Ten things you didn't know about Labradors

Danielle Petch

Labrador Retrievers: they really are man’s best friend. Loyal, intelligent, and friendly in nature, the Labrador posses a number of wonderful traits. 

Loved the world over, they famously make great pets, but there are a few things about this popular dog breed that may take you by surprise. So, in celebration of this much-loved breed, we’ve rounded up a few of the lesser-known facts – here are ten things you (probably) didn’t know about Labradors. 

Labrador Retrievers aren’t from Labrador at all 

Despite what their name will have you believe, Labradors actually originated from Newfoundland, Canada. The breed dates back to the 1700s with the Lab’s ancestor, the St John’s dog, named after the capital city of Newfoundland. Now sadly extinct, St John’s were fellow water dogs that looked much like the Labradors we know and love today. 

They are America’s favourite breed

In fact, they’ve taken the top spot in America for the last 29 years(!), according to the American Kennel Club. Labradors also hold firm in the top spot for the UK and Canada’s most popular breed. 

They’re popular on TrustedHousesitters, too

Of all the four-legged, canine members we have at TrustedHousesitters, Labrador Retrievers are the most popular.
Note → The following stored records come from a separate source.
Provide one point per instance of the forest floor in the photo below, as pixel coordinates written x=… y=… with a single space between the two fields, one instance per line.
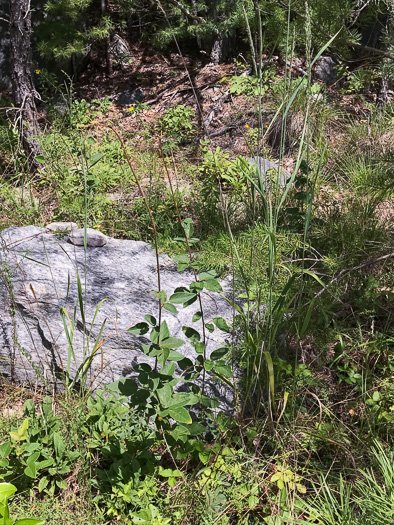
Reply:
x=312 y=263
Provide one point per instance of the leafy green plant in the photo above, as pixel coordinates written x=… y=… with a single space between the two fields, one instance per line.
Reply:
x=38 y=450
x=177 y=124
x=251 y=85
x=7 y=490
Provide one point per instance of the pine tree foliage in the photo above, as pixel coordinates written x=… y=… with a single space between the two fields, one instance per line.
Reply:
x=68 y=28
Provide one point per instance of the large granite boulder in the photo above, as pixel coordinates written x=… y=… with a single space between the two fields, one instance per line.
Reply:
x=38 y=270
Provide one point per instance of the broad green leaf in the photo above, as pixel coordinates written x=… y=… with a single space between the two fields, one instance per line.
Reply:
x=62 y=484
x=221 y=324
x=187 y=225
x=182 y=399
x=182 y=297
x=213 y=285
x=162 y=296
x=168 y=370
x=169 y=473
x=170 y=308
x=45 y=463
x=196 y=317
x=43 y=483
x=190 y=301
x=204 y=457
x=196 y=428
x=181 y=415
x=164 y=331
x=171 y=342
x=210 y=274
x=191 y=334
x=94 y=159
x=219 y=353
x=164 y=395
x=138 y=329
x=31 y=470
x=200 y=348
x=208 y=365
x=151 y=320
x=196 y=287
x=175 y=356
x=21 y=435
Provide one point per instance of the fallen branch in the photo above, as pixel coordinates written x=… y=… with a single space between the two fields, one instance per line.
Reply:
x=345 y=271
x=235 y=125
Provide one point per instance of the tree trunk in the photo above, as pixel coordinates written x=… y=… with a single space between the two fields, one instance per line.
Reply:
x=23 y=90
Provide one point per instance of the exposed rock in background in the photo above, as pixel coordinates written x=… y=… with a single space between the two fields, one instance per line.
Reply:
x=325 y=70
x=130 y=96
x=283 y=139
x=120 y=51
x=62 y=226
x=39 y=277
x=270 y=172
With so many Labrador members on the site, we wonder – have you ever cared for a Labrador on one of your house sits?

They are unwaveringly brave

Thanks to their incredible courage and eagerness to please, Labradors make wonderful assistance dogs. In fact, in 2002 a Lab named Endal won the PDSA’s Gold Medal after his owner, Allen fell from his wheelchair and lost consciousness. After pulling his owner into the recovery position, Endal covered him with a blanket and pushed a mobile to Allen's face. It was only after Allen regained consciousness that this loyal pup went to fetch help.
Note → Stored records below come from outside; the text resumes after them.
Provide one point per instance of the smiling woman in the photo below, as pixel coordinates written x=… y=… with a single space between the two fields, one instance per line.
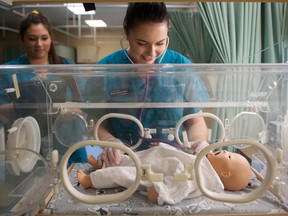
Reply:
x=35 y=32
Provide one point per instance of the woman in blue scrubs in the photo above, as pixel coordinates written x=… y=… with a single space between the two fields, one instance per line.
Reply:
x=35 y=32
x=146 y=28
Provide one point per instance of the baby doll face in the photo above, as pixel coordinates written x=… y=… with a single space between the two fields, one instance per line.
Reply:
x=232 y=168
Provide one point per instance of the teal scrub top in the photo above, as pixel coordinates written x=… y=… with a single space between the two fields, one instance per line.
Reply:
x=166 y=88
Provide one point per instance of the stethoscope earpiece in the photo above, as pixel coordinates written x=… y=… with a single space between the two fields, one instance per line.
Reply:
x=171 y=137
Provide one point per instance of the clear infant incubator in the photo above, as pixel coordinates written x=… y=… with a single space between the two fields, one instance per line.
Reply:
x=51 y=115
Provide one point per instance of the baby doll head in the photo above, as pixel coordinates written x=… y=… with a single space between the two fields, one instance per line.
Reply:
x=232 y=168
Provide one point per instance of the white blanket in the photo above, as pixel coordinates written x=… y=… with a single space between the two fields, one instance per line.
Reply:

They could even save your life

Labradors are one of the breeds most often picked for assistance work. In fact, the first dog to detect a Diabetic episode (according to the Guinness World Records) was a Labrador named Armstrong. Armstrong had been trained to detect specific smells in the air found in a person’s saliva, which indicates rapidly dropping or low blood sugar levels. Now that's what we call a Good Boy!

They’re born swimmers

With their thick tails (also known as ‘otter tails’), webbed feet and waterproof coats, they are powerful, strong swimmers –  perfect, for the icy waters of Newfoundland where they originate from. They’re water dogs to the bone, so when the hot weather makes an appearance this summer don’t forget to allow Fido a nice cool-down dip. 

They’re much faster than you would think!

While they might not be one of the first breeds you think of when it comes to the fastest dog breeds, Labradors are incredibly quick runners and can reach speeds of around 12mph in just three seconds.

They are big foodies

Which dog isn’t? Labradors are notorious for loving nothing more than chowing down on their dinner - and anything else they might find! Unfortunately, this does mean that they are a breed more prone to obesity, or potentially eating something they shouldn’t.

On the plus side, this also means that positive reinforcement training using treats is one of the best and most effective ways to teach your Lab a new trick! 

They are canine brainiacs

In fact, they rank among the top ten most intelligent dog breeds, meaning they are quick to pick up new skills. It’s also why they’re often first in line for service dog work, as well as search and rescues and therapy work. 

But, they probably won’t make a great guard dog

Unfortunately, their friendly and people-loving nature means these dogs aren’t the best choice for a guard dog. In fact, it’s not uncommon for Lab owners to admit their companion is far more likely to welcome an intruder with a wagging tail than scare them off!